Cathy Kazan, a trustee-elect to the Wayne Board of Education, will be sworn into a one-year term at the board’s meeting Thursday.
Per a 2011 state law, newly-elected or –appointed board members must complete and pass a criminal background check and be fingerprinted. Anyone convicted of a crime that would prevent a person from working in a public school is also disqualified from serving on a school board.
Morpho Trust, the government contractor responsible for taking the fingerprints, did not process Kazan’s in time. Kazan was re-fingerprinted Tuesday. The Jan. 2 meeting was cancelled anyway due to the snowstorm.
“I’m happy it is finally going to happen and that I didn’t miss any time because of the weather, but I still have more questions than answers,” Kazan said. “It has been suggested that the state Department of Education may have overstepped a little bit but it’s not clear.
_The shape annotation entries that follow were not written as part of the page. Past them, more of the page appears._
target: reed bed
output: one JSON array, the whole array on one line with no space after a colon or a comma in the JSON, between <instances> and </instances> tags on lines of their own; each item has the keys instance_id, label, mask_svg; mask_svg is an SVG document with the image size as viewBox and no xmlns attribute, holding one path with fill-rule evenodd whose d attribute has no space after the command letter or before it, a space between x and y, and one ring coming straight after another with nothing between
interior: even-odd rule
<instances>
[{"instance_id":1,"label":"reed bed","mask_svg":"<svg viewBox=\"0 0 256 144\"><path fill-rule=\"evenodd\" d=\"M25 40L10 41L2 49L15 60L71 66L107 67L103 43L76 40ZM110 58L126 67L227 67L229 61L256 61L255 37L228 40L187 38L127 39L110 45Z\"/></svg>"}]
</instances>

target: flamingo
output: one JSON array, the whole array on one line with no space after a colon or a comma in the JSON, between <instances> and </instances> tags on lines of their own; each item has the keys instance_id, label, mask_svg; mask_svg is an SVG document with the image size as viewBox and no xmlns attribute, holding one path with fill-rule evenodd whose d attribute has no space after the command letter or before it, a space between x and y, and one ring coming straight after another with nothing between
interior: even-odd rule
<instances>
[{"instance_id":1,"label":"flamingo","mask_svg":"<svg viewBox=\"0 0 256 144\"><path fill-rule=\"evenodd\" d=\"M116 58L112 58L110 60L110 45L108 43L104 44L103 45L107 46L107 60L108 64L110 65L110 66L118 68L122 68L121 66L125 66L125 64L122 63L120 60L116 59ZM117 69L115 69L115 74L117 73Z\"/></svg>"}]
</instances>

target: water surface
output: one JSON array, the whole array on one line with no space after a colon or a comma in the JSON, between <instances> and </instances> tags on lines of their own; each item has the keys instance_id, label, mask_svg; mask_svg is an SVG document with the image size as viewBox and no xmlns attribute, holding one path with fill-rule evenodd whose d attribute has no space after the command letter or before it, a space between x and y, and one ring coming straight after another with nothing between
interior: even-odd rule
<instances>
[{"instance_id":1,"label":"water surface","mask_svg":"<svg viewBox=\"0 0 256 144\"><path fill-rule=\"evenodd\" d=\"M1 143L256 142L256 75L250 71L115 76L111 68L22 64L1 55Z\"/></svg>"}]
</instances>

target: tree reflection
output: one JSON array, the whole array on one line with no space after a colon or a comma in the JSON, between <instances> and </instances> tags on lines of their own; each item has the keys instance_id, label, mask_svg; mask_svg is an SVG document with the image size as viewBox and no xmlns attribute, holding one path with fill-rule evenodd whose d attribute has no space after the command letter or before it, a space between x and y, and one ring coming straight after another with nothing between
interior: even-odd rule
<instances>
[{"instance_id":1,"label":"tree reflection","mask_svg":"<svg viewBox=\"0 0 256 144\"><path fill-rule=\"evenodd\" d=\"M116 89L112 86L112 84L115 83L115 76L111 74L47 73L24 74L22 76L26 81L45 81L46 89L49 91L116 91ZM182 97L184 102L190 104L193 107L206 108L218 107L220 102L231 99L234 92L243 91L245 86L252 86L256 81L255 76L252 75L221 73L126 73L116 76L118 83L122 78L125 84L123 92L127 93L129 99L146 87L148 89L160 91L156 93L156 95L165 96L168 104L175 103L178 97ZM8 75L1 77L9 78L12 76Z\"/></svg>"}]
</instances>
I don’t think the law was interpreted correctly.”
The law states that newly-elected or –appointed board of education members must submit to a background check to ensure they have not been convicted of a “crime or offense.” The person’s fingerprints are shared with the Federal Bureau of Investigation and the New Jersey State Police.
Kazan was not the only elected member to report problems completing the process.
More than 150 board members reported “technical difficulties” that prevented them from completing the process, the state Department of Education (DOE) announced Tuesday.
The DOE said people who have not yet completed the background check could be sworn in at their board’s reorganization meeting.
“The change makes sense, and it reflects NJSBA’s interpretation of the criminal background check law,” said Lawrence Feinsod, executive director of the New Jersey School Boards Association. “Even though we greatly appreciate the Department of Education's change, NJSBA will seek legislation to have its interpretation of the law codified in statute.”
Kazan said she would work with local legislators to change and clarify the law.
“I don’t mind the background check and fingerprinting but a duly-elected official should never be kept from taking office for any reason,” Kazan said. “Elected officials at the municipal, county, or state levels don’t have to be fingerprinted or go through a background check. If this is about contact with children, I think they’d better rethink this.”
The meeting will be held at the district’s administrative office at 50 Nellis Drive beginning at 7 p.m. It will be streamed live online. Trustees Mitchell Badiner, Alan Mordkoff, and Robert Ceberio will be sworn into new three-year terms.